Als er dann mit Deguo Cheng Li, welcher die weiße Fahne trug, durch die stillen Reihen seiner Armee ritt, bemerkte er leise, an seinen alten Freund gerichtet: „Schau dir die Augen unserer Leute an. Niemand hier will gegen so einen übermächtigen Feind antreten, sie sind vollkommen demoralisiert.“

Deguo Cheng Li nickte zustimmend und antwortete: „Da habt ihr Recht, mein lieber Ho. Uns alle hätte nur ein Sieg retten können und der ist nicht möglich. Also schauen wir mal, wie die Bedingungen des Hüters aussehen!“

 

Auf der anderen Seite wartete Ragnor an der Seite von Kamar und Lin an fast derselben Stelle, an welcher das erste Treffen stattgefunden hatte, denn er wollte, dass General Ho und sein Begleiter das ganze Ausmaß der Zerstörung, welche das Vidakarer Feuer angerichtet hatte, aus der Nähe sahen, bevor sie zusammentrafen.

„Wenn der General kapituliert, wo willst du ihn dann mit mehr als fünfzigtausend Gefangenen unterbringen?“, fragte der Großkhan an Ragnor gewandt.

„Das muss abschließend noch besprochen werden, aber ich habe mit General Zhao gesprochen und angeregt, dass wir zwei große Lager für die Gefangenen einrichten. Eines in Bhopal und das andere in Surat. Aber es wird viel davon abhängen, dass wir zuverlässige Kommandeure für diese zwei Lager finden!“, antwortete er.

Kamar nickte zustimmend: „Das wäre eine Grundvoraussetzung.

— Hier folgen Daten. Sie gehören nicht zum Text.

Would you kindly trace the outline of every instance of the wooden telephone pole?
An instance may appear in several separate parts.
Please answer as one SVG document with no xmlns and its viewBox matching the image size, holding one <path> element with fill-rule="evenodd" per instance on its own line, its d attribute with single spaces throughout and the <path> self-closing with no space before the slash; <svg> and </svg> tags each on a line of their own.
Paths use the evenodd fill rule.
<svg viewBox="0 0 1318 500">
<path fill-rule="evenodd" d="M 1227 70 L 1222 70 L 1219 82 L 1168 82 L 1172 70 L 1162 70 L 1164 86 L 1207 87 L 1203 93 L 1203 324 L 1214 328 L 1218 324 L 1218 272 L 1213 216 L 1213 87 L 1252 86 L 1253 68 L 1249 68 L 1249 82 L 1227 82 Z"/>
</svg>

Aber es werden noch eine Reihe weiterer Dinge zu klären sein, bevor wir sicher sein können, dass wir uns damit keinen Feind im Rücken heranziehen!“

„Ich glaube, wir haben ganz gute Chancen, dass es funktionieren wird“, warf der junge Lin ein, „denn die Soldaten des Kaiserreiches sind zum Dienst gepresste Bauern, die nur Drill und Strafen kennen. Eine gute Behandlung und ein wenig Beschäftigung, zum Beispiel im Ackerbau, wird zumindest bei den Mannschaften dafür sorgen, dass sie keinerlei Lust zum Rebellieren oder gar Kämpfen verspüren werden. Wo wir Sorgfalt werden walten lassen müssen, ist bei den Offizieren. Doch da bin ich guten Mutes, denn des Hüters Fähigkeit, die Gedanken zu erforschen, wird verhindern, dass wir uns faule Äpfel in den Korb legen!“

Ragnor lächelte etwas gequält bei des Khitarers Worten. Doch dieser hatte vollkommen recht. Es würde notwendig sein, die Köpfe der Offiziere zu durchleuchten – eine Arbeit, die Ragnor hasste. Seine Freunde, die ihn ob dieser Fähigkeit bewunderten, hatten keine Vorstellung davon, wie furchtbar es war, die Gedanken fremder Menschen durchforsten zu müssen und alle ihre Missetaten fast miterleben zu müssen.

 

Bei den beiden Khitarern hatte der Ritt durch die noch immer qualmenden Leichen, brennenden Kriegsmaschinen und verkohlten Palisadenbefestigungen seinen Eindruck nicht verfehlt.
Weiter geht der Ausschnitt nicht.